Précisons, en s'empressant de dire qu'il ne faudra juger Matteo Renzi que plus tard, quand il aura levé, s'il les lève, toutes les ambiguïtés de sa politique. Le 60e chef du gouvernement italien depuis la guerre est arrivé après un putsch contre son prédécesseur, pour dire qu'il allait tout changer. Que la vieille politique était morte, qu'il n'y avait pas de tabous et que l'Italie « peut le faire », grâce au courage et au volontarisme. Il a annoncé, ce qui a plu aux anti-austérité français, une baisse d'impôts de 6,7 milliards d'euros pour les ménages à partir de mai.

Mais cette baisse ne va pas alourdir le déficit italien qui est, il faut le souligner, déjà sous la barre des 3 % (-2,6 % en 2014). Matteo Renzi va la compenser par une nouvelle baisse des dépenses publiques, une taxe sur les banques et une hausse des recettes de la TVA due à la croissance revenue (0,8 % cette année après -1,9 % en 2013). L'addition est en réalité encore très imprécise, d'où les critiques des économistes italiens : quelles économies ? quelles recettes de TVA ? quelles privatisations ? Surtout, Matteo Renzi n'a rien prévu du côté de « l'offre ». Non pas tant à cause de la compétitivité des entreprises, elle est bien meilleure en Italie qu'en France comme le prouve son excédent commercial (1 % du PIB contre un déficit de 3 % en France), mais à cause des autres freins à la croissance : innovations, marché du travail, concurrence, législations diverses.

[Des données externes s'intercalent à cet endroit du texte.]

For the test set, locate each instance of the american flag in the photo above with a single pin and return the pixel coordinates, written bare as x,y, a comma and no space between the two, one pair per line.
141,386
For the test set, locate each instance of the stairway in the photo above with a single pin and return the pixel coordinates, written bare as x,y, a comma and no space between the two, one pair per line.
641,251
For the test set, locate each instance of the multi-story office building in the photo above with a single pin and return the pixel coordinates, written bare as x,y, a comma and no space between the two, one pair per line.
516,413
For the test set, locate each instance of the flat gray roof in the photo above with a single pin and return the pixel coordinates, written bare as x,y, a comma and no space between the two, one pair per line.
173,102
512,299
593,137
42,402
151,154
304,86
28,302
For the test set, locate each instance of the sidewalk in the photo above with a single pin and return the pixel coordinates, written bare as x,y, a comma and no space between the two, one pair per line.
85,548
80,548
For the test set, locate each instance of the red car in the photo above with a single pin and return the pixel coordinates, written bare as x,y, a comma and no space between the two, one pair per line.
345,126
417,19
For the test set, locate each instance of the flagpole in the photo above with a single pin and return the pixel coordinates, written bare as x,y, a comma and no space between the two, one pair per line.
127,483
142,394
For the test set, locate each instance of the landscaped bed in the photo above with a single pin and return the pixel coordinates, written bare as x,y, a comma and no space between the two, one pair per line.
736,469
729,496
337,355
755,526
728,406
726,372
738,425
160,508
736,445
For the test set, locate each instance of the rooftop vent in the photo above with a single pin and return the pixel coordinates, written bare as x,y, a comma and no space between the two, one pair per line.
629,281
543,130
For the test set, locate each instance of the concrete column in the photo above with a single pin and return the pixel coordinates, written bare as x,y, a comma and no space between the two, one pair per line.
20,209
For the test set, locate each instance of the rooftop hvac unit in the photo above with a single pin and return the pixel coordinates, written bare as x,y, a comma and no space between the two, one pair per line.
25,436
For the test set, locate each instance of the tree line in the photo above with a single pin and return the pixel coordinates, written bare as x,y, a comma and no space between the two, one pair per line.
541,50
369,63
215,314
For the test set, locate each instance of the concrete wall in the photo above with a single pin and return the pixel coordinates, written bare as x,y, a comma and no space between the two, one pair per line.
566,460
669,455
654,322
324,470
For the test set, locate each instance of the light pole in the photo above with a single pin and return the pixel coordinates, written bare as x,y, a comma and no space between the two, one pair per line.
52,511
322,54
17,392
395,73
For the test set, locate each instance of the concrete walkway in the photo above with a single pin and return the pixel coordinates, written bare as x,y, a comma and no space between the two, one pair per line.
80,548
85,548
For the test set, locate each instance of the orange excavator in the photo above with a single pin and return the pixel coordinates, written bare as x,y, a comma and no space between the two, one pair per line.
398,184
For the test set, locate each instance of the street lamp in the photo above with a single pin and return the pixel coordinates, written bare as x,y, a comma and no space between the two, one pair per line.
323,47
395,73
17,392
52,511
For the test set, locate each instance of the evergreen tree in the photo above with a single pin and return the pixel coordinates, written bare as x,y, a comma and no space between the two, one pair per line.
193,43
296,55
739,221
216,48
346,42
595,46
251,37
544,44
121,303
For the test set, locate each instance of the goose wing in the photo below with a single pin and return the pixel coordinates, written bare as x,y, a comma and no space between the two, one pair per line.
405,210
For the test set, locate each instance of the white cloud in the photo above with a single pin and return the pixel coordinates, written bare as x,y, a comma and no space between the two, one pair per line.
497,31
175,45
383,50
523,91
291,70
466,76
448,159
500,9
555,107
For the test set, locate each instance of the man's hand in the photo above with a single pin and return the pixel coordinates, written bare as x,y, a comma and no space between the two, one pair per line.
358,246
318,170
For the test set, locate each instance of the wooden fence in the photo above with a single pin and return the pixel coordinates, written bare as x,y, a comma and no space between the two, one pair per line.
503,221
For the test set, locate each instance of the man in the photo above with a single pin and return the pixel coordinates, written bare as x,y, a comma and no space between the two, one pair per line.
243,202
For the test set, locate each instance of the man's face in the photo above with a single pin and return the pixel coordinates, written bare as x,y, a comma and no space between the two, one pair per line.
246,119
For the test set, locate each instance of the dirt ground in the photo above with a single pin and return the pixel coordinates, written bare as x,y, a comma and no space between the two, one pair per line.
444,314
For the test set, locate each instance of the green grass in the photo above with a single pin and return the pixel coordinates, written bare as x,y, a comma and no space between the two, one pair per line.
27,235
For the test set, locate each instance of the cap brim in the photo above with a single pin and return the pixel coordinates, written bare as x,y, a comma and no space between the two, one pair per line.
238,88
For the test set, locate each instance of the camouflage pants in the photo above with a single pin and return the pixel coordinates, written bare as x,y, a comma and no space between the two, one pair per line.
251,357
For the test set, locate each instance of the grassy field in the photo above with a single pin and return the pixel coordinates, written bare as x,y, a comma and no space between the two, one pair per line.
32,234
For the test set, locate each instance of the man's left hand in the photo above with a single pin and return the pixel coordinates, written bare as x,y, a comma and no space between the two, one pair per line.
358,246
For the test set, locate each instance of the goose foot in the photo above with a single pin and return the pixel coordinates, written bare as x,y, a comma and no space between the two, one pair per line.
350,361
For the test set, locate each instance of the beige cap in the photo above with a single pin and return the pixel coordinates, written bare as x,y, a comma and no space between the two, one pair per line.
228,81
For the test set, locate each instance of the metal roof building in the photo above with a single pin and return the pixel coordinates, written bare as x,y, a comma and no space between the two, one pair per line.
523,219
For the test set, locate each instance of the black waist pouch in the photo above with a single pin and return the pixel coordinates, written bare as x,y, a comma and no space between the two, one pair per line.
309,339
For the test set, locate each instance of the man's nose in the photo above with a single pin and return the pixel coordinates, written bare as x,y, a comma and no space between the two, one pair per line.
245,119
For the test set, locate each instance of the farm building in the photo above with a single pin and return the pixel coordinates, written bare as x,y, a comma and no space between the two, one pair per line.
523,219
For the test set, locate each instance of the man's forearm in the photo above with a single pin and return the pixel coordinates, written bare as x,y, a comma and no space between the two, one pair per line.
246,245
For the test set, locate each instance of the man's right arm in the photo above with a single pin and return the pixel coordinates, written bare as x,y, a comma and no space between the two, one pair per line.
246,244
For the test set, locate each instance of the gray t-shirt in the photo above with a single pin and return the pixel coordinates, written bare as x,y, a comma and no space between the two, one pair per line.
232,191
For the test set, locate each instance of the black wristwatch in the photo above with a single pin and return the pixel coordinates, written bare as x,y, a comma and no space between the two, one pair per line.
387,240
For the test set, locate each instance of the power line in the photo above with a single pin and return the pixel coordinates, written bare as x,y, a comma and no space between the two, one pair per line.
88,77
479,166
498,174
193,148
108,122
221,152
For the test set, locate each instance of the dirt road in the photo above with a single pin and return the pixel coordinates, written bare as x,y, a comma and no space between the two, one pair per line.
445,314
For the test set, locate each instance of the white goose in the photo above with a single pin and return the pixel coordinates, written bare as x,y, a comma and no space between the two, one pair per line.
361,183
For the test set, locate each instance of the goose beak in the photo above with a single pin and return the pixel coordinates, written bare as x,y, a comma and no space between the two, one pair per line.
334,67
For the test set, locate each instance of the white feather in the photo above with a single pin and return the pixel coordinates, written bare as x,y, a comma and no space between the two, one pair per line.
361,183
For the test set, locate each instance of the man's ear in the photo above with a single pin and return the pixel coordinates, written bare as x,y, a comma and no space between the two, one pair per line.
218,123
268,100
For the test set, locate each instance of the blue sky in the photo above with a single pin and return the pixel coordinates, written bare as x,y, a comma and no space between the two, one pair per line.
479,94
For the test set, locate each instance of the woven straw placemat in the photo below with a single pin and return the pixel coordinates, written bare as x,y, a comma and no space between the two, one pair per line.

Surtout, la dette italienne atteint 132 % du PIB. L'Italie modèle des anti-austérité ? Avec ce poids sur les épaules, Rome doit dégager tous les ans 5,3 % du PIB pour payer ses intérêts, elle doit faire plus encore pour commencer à la réduire. A l'échelle de la France, ce serait 100 milliards, plus du double de ce que paie Bercy, autant d'argent payé aux créditeurs, autant de moins pour « relancer » l'économie et financer le modèle social. Manuel Valls a parlé de perte de souveraineté : on en mesure outre-Alpes le prix.

L'austérité a un effet récessif, personne ne le nie. Il faut être prudent et la France, sans doute, n'arrivera pas ex post à tenir des engagements maastrichiens. L'erreur du gouvernement a été de le demander ex ante, d'où le refus de Bruxelles. Il y aura un « délai » et si les réformes sont là, la Commission ne le pénalisera pas. Mais il faut expliquer aux Français que le stop au déficit et les 50 milliards d'économies sont indispensables au bénéfice de la croissance durable et de l'emploi.